Better use of data - Connecting addresses in datasets
Addresses in datasets are a complicated thing. For example, they may have typos and abbreviations, they might rely on the context of the dataset (is this Melbourne Australia, or Melbourne Florida), and they may be more or less specific. Given an address or dataset containing addresses, how can we discover useful connections with other datasets given a large corpus of potential information?
During COVID there was a need to coordinate the deployment of inspections across business throughout Victoria. There weren’t enough resources to inspect everything, but we wanted to have an idea of the fraction of businesses we were covering. We received datasets from business registrars, work safety authorities, and enforcement agencies and had to piece together their inconsistent schemas to form a full picture.
Attempts were made to use ML to parse the addresses, but the final solution ended up mostly being a collection of regular expressions.
We had difficulty with the following:
• Units or non-detached residence naming conventions e.g. Unit 1, 1/43
• Road names and its various abbreviations and suffixes
• Hyphenation and forward slashes
• Shopping centre, University Campus and Defence Barracks addressing
• Suburb names that included street abbreviations in it name, like St Kilda
To give a particularly curly example, the location of Castlemaine Primary School is not a numbered street address, but a “corner of” address:
Castlemaine Primary School
Cnr Mostyn & Urquhart Street
Castlemaine VIC 3450
This problem was the genesis of this challenge; addresses were originally created for human-to-human communication within a given context, not for data science.
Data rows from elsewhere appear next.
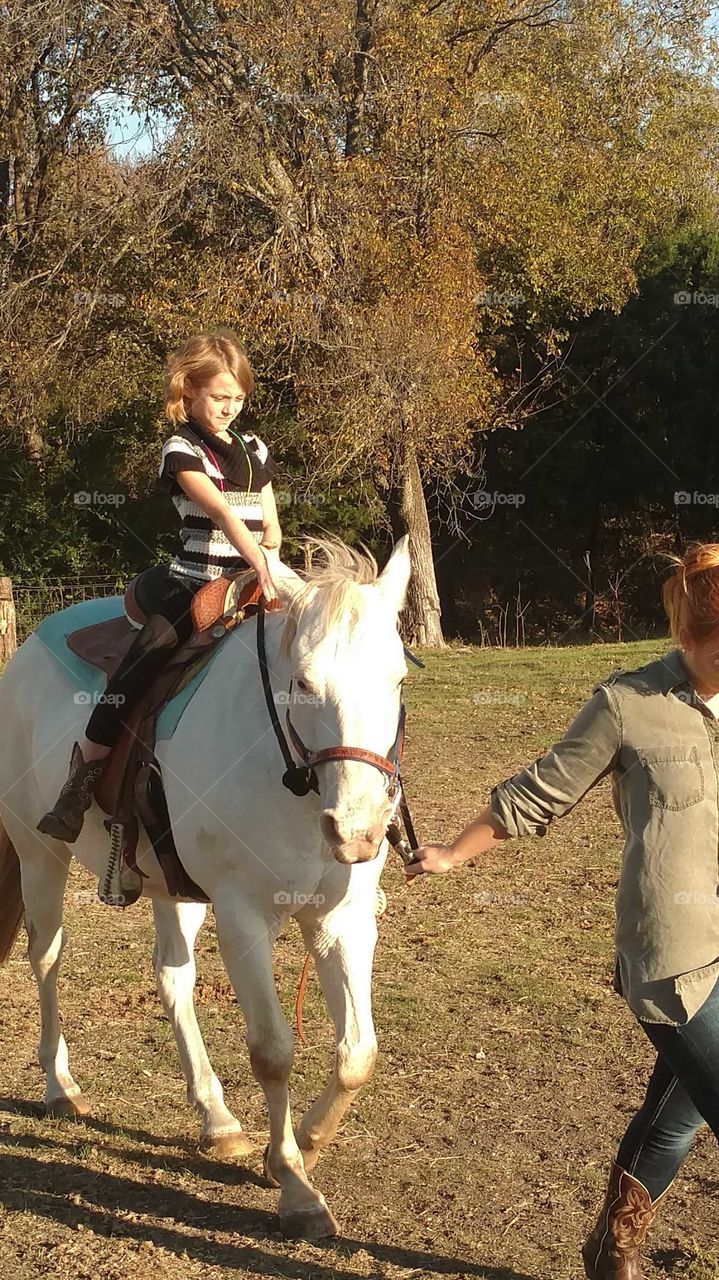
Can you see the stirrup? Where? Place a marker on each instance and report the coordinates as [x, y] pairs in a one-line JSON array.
[[120, 886]]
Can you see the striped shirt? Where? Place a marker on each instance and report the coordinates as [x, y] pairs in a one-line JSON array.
[[239, 470]]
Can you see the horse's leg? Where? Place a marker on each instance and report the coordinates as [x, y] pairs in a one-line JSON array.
[[342, 946], [246, 947], [175, 931], [44, 873]]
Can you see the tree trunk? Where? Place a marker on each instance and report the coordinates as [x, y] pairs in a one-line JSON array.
[[8, 631], [420, 620]]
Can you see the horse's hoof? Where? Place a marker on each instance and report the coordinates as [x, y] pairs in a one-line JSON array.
[[227, 1144], [308, 1224], [310, 1159], [68, 1109], [270, 1178]]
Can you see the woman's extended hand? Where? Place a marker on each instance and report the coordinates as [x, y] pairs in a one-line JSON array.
[[430, 859]]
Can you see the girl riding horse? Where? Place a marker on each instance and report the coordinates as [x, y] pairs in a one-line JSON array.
[[220, 481]]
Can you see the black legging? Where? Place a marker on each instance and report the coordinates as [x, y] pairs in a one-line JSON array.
[[166, 599]]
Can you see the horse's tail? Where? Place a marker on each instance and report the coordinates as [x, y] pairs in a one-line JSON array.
[[10, 895]]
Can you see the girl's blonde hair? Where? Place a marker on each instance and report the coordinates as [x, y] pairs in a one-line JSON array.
[[691, 594], [200, 359]]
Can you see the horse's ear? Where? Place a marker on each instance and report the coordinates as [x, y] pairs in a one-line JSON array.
[[394, 579]]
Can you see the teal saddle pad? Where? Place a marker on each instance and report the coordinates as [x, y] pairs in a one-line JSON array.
[[54, 631]]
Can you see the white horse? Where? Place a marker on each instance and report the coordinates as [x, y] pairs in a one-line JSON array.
[[261, 853]]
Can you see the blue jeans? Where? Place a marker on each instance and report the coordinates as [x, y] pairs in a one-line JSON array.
[[681, 1097]]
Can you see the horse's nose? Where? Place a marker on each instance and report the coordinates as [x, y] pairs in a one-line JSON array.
[[339, 832]]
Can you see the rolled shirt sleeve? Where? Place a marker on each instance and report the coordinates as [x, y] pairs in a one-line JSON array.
[[526, 803]]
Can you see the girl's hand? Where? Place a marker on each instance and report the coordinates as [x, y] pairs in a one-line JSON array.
[[430, 859], [265, 580]]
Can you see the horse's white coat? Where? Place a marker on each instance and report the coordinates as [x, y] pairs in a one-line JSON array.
[[259, 851]]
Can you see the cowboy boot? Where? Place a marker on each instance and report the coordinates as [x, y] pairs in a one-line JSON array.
[[613, 1248], [64, 819]]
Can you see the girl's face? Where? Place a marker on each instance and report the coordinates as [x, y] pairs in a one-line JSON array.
[[703, 661], [216, 403]]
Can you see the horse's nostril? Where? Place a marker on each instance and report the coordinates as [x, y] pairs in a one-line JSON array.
[[329, 828]]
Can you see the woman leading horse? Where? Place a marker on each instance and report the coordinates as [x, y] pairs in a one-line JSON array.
[[655, 731]]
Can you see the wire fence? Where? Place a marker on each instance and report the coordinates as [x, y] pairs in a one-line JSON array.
[[33, 602]]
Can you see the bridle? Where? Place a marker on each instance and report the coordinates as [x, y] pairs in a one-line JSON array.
[[302, 778]]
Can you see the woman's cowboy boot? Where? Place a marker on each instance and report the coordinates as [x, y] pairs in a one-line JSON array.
[[64, 819], [613, 1248]]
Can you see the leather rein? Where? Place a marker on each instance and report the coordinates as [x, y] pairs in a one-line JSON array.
[[302, 778]]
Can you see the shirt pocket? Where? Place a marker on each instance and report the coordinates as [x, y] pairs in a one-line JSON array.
[[673, 781]]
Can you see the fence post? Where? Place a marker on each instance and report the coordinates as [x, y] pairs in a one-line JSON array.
[[8, 629]]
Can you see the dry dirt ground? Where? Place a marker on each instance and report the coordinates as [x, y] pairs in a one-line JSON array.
[[508, 1068]]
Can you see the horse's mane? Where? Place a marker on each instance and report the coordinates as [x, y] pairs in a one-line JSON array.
[[334, 580]]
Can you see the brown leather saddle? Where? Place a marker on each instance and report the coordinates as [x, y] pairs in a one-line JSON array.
[[129, 789]]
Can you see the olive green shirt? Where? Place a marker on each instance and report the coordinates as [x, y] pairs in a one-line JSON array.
[[659, 741]]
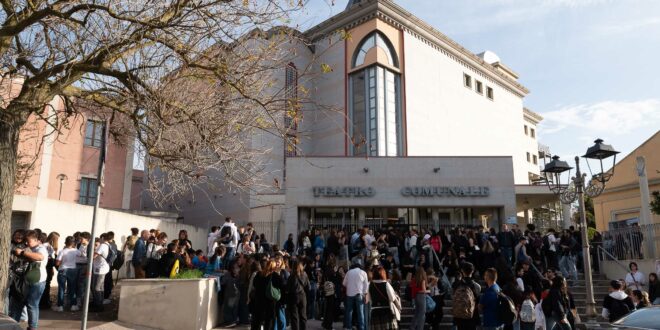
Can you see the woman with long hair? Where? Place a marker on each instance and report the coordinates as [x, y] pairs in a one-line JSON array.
[[297, 289], [419, 291], [561, 315], [382, 298]]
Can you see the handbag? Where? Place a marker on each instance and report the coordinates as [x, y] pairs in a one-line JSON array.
[[430, 304]]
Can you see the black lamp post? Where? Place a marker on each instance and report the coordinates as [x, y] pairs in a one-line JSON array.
[[592, 188]]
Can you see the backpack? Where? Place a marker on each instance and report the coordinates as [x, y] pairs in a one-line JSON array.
[[272, 292], [618, 308], [329, 288], [463, 302], [527, 313], [506, 310], [112, 255], [226, 236], [119, 261]]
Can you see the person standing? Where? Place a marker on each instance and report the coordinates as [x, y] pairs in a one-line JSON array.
[[506, 240], [382, 299], [127, 249], [635, 279], [229, 238], [617, 303], [488, 302], [558, 314], [356, 283], [465, 298], [36, 254], [297, 289], [100, 269], [81, 269], [140, 254], [66, 273]]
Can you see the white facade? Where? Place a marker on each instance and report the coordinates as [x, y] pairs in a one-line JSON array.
[[420, 85]]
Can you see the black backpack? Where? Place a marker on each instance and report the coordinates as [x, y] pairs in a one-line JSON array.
[[506, 309]]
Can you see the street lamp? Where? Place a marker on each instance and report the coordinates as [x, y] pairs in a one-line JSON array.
[[576, 188]]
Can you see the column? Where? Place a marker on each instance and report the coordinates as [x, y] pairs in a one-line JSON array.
[[645, 209]]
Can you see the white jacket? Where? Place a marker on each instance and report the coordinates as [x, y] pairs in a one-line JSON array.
[[540, 317]]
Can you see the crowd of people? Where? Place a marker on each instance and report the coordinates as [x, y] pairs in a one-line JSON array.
[[360, 277]]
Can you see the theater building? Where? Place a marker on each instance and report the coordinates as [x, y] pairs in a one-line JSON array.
[[429, 134]]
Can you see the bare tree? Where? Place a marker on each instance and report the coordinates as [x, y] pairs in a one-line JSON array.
[[189, 79]]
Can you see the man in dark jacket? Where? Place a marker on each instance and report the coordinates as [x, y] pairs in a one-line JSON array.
[[617, 303], [466, 280]]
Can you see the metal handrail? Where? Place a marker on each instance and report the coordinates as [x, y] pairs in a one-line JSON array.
[[613, 258]]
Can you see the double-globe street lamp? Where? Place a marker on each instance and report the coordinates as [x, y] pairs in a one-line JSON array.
[[575, 188]]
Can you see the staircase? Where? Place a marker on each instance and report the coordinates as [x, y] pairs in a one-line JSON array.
[[578, 290]]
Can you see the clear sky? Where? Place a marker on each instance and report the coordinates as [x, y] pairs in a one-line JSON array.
[[592, 66]]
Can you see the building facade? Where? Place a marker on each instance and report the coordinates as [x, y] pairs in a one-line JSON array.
[[426, 134], [620, 203]]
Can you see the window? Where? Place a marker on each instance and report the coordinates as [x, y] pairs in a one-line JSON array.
[[94, 133], [87, 191], [375, 40], [479, 87], [489, 93], [375, 110], [467, 80]]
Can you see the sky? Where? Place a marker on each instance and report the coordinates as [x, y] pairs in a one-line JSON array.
[[592, 66]]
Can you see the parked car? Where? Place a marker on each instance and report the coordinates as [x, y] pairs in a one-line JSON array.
[[7, 323], [645, 318]]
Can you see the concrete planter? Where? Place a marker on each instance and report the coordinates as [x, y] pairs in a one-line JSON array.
[[169, 304]]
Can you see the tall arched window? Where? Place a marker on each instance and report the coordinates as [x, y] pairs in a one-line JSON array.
[[375, 100]]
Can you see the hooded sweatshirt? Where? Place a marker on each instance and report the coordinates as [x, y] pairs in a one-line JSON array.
[[615, 305]]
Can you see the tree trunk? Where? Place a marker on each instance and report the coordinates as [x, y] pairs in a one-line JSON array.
[[8, 164]]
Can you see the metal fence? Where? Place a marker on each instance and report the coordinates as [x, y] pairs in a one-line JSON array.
[[634, 242]]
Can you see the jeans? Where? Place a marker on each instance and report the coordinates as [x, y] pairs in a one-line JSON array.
[[98, 282], [507, 252], [32, 303], [229, 255], [354, 304], [552, 323], [311, 298], [280, 319], [420, 312], [67, 278], [567, 266]]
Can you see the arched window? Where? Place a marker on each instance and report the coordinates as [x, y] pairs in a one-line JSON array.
[[375, 39], [375, 101]]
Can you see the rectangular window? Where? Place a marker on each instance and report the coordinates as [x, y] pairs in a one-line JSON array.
[[94, 133], [479, 87], [87, 191], [489, 93], [467, 80]]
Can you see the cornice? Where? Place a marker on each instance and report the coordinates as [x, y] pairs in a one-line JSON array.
[[398, 17]]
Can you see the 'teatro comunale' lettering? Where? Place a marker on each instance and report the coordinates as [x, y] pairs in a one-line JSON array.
[[343, 191], [445, 191]]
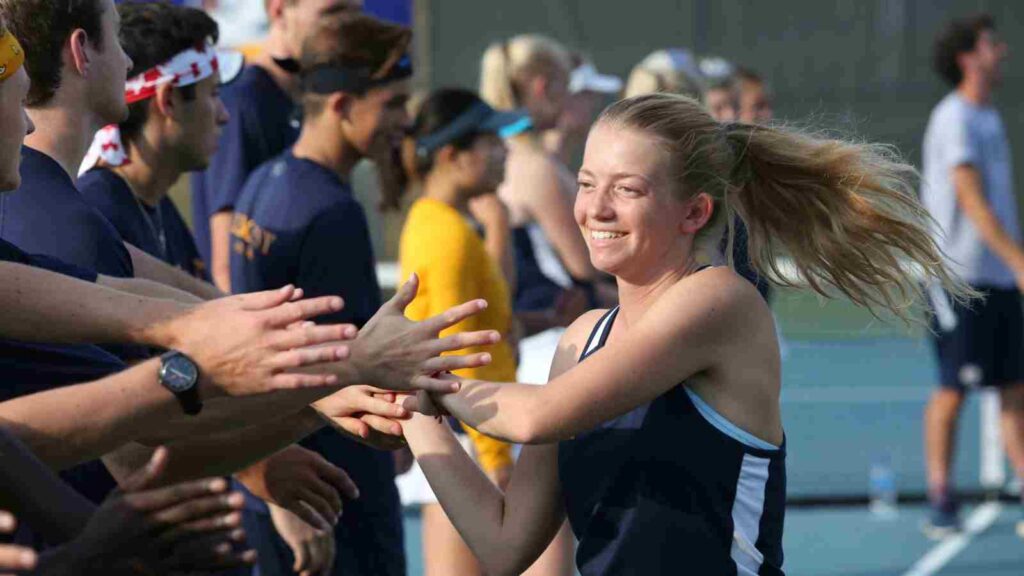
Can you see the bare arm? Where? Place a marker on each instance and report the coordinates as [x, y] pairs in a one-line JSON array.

How can we solve addresses and more easily connect our datasets?
• Geoscape Geocoded National Address File (G-NAF) - https://data.gov.au/dataset/ds-dga-19432f89-dc3a-4ef3-b943-5326ef1dbecc/details
• Plus Codes - https://maps.google.com/pluscodes/
• Australia Post: address standards - https://auspost.com.au/content/dam/auspost_corp/media/documents/Appendix-01.pdf and https://auspost.com.au/content/dam/auspost_corp/media/documents/australia-post-addressing-standards-1999.pdf
Eligibility: Participants must use one or more datasets from Data.Vic to be eligible.
Entry: Challenge entry is available to all teams in Australia.
Australia Post – Address standards
Google Plus Codes
Geoscape Geocoded National Address File (G-NAF)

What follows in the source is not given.